More than 50 years ago, an attorney who watched in disgust while Sen. Joseph McCarthy unfairly smeared the reputation of a young man interrupted the senator to ask: "Have you no sense of decency, sir, at long last? Have you left no sense of decency?"
The public needs to direct these questions to Orange County Sheriff Mike Carona, who has said that he will not resign despite a federal indictment on felony corruption charges.
The allegations in the indictment are shocking. They chronicle the wholesale abuse of office -- for political and financial gain -- by Carona, his wife, his alleged mistress Debra V. Hoffman, former assistant sheriffs George Jaramillo and Donald Haidl and longtime friend Joseph Cavallo. Court documents show that Jaramillo and Haidl already have pleaded guilty in this case.
The indictment was no surprise to those who follow Orange County politics. Numerous allegations of misconduct against Carona have been publicized since his first term in office, which began in 1999. Rumors of a federal grand jury investigation have been circulating for more than a year. And Jaramillo and Cavallo were recently convicted in state court for their roles in other felonies relating to the operation of the Orange County Sheriff's Department. (Full disclosure: I was a prosecutor in those cases and in a rape case against Haidl's son, Gregory. Federal prosecutors have alleged that Carona unlawfully interfered with the prosecution of the rape case.)
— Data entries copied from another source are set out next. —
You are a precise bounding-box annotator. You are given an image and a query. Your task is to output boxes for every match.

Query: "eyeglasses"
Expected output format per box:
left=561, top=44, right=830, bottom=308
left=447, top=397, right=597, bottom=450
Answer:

Carona told reporters that he wants to remain at the helm of his department "because I love the job and I do a good job" and because "I have committed no criminal acts." Carona's love for the job and his opinion that he does it well are inconsequential. The public's confidence in the integrity of California's second-largest sheriff's department takes precedence over his job satisfaction. The Board of Supervisors could easily fill a vacancy from among numerous candidates who would also love the job and who have distinguished law enforcement careers untainted by corruption allegations.
And Carona's suggestion that he is entitled to hold office unless and until he is convicted also misses the mark. The sheriff is presumed innocent. But the Constitution does not prevent the public from demanding that their sheriff be a leader of unquestioned integrity, rather than a criminal defendant who faces up to 105 years in prison if convicted on all charges.
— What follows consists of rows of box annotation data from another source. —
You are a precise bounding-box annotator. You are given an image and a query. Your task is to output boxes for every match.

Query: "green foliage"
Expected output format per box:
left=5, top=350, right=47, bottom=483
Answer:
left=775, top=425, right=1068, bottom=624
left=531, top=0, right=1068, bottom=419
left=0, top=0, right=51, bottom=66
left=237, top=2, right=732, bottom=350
Within hours of the unsealing of the indictment, Carona's attorneys and advisors staged a media event. Members of the news media were individually invited into a room as he gave prepared statements. But he refused to answer any specific questions about the charges. This was not surprising, but it is also intolerable. Carona has a right to remain silent, but the public should not entrust him with an annual budget of almost half a billion dollars and the command of nearly 4,000 employees while he refuses to publicly and thoroughly answer the charges.
If any of Carona's employees were indicted for work-related felony misconduct, they would be suspended immediately -- or, at the very least, put on leave. Sadly, Carona feels no duty to hold himself to the same standard. It is therefore disappointing that during the 48 hours after Carona's indictment, only one member of the Board of Supervisors -- John Moorlach -- called for his resignation.
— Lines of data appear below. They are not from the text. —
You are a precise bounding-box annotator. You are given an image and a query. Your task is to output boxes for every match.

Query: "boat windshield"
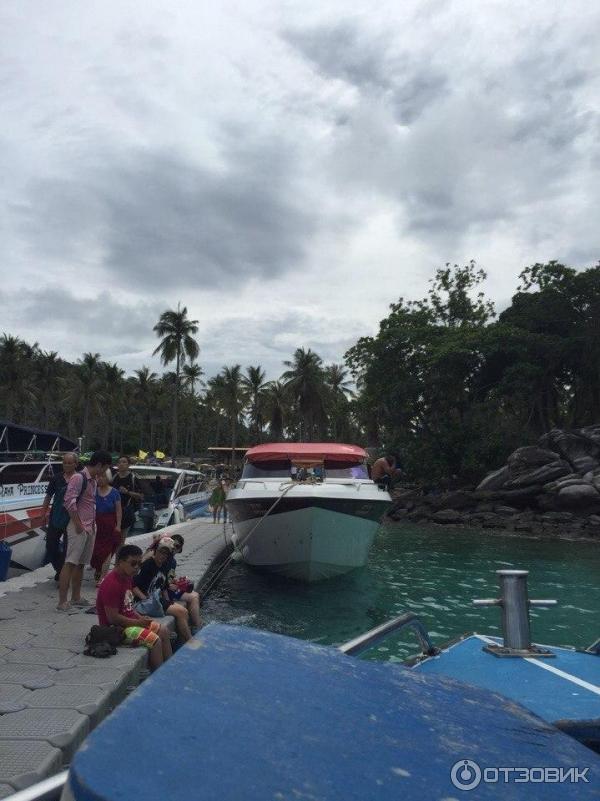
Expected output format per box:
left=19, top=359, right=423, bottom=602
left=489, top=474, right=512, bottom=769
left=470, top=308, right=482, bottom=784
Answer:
left=242, top=459, right=369, bottom=481
left=242, top=459, right=292, bottom=478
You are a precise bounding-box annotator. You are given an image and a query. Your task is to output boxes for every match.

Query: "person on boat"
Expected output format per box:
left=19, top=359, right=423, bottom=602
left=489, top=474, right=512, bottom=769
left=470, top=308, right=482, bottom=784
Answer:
left=90, top=473, right=123, bottom=586
left=133, top=537, right=192, bottom=642
left=113, top=454, right=144, bottom=545
left=164, top=534, right=202, bottom=633
left=56, top=451, right=112, bottom=612
left=208, top=479, right=225, bottom=523
left=371, top=453, right=402, bottom=490
left=96, top=545, right=173, bottom=671
left=42, top=453, right=77, bottom=581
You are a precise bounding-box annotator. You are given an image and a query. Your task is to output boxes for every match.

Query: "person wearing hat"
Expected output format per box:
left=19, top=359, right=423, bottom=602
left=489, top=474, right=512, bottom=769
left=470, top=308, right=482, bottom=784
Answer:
left=133, top=537, right=192, bottom=642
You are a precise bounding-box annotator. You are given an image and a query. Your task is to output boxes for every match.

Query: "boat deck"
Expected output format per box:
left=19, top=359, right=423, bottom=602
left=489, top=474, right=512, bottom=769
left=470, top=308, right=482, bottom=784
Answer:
left=64, top=624, right=600, bottom=801
left=414, top=634, right=600, bottom=730
left=0, top=520, right=229, bottom=798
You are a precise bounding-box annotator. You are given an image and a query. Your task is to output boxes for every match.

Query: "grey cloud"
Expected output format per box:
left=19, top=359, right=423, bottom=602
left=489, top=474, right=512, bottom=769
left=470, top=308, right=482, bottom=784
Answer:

State law limits the supervisors' control over the operations of the sheriff's department, but the supervisors and other local officials should take a leadership role and demand that Carona resign. Unfortunately, it may take public pressure to lead him to the decision that a sense of decency alone should compel. But the citizens of Orange County, and the sworn officers who risk their lives to protect them, deserve a sheriff with the moral authority to lead.